Personal information
- Full name: John Haines Borland
- Born: 9 March 1925 Rangiora, New Zealand
- Died: 21 February 1990 (aged 64) Dunedin, New Zealand
- Occupation: Schoolteacher
- Spouse: Eva Cynthia Peirson ​ ​(m. 1953; died 1982)​
- Children: 3

Sport
- Country: New Zealand
- Sport: Track and field

Achievements and titles
- National finals: High jump champion (1946, 1947, 1950)

= Johnny Borland =

New Zealand high jumper (1925–1990)

John Haines Borland (9 March 1925 – 21 February 1990) was a New Zealand school teacher, field athlete and athletics official. He represented his country in the high jump at the 1950 British Empire Games, and served as president of the New Zealand Amateur Athletic Association from 1970 to 1971.

==Early life and family==
Born in Rangiora on 9 March 1925, Borland was the son of Robert William Borland, who was appointed a Member of the Order of the British Empire (Military Division) in the 1946 New Year Honours. Johnny Borland was educated at Christchurch Boys' High School, and went on to study at Canterbury University College and the University of Otago, where he was awarded a Diploma of Physical Education.
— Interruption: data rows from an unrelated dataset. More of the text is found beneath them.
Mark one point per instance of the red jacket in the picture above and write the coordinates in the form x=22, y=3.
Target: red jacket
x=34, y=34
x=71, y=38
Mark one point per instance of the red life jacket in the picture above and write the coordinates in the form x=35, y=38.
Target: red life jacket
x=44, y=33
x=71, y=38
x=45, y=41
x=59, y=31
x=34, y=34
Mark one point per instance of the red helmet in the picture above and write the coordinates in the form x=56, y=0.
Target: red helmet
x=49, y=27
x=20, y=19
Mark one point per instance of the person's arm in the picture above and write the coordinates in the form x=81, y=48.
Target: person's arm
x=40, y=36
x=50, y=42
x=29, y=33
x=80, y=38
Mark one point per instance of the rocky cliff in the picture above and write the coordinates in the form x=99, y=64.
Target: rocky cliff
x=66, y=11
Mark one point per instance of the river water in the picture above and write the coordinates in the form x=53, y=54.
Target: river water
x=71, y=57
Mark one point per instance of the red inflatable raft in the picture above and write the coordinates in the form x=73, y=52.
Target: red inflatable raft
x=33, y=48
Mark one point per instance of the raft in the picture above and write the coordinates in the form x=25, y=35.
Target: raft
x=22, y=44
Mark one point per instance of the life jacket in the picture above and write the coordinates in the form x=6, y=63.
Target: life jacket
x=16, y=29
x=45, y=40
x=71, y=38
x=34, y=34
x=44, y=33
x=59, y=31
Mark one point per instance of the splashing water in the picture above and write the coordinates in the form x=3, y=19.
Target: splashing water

Borland married Eva Cynthia Peirson, a physiotherapist, in 1953, and the couple went on to have three children.

==Athletics==

===High jump===
Borland won three national high jump titles: in 1946, 1947 and 1950. His best winning jump was in 1950, with a height of 6 ft 3 in. He was also the New Zealand universities high jump champion every year from 1945 to 1952 except 1947, and was awarded blues in those years. In 1949, Borland won the Australasian universities high jump championship.

At the 1950 British Empire Games in Auckland, Borland represented New Zealand in the high jump. He finished in fourth place with a best leap of 6 ft 5 in, a New Zealand record, the same height as the silver and bronze medallists and 1 in below the winning height.

===Administration and coaching===
Borland was involved in athletics administration. He was a New Zealand selector between 1957 and 1961; manager of the New Zealand athletics team that travelled to Australia in 1960; and served a one-year term as president of the New Zealand Amateur Athletic Association in 1970–71.

==Later life and death==
Borland worked as a physical education teacher at Gore High School, and later lived in retirement in Dunedin. He died at his home there on 21 February 1990, and his ashes were buried at Andersons Bay Cemetery. He had been predeceased by his wife, Cynthia, in 1982.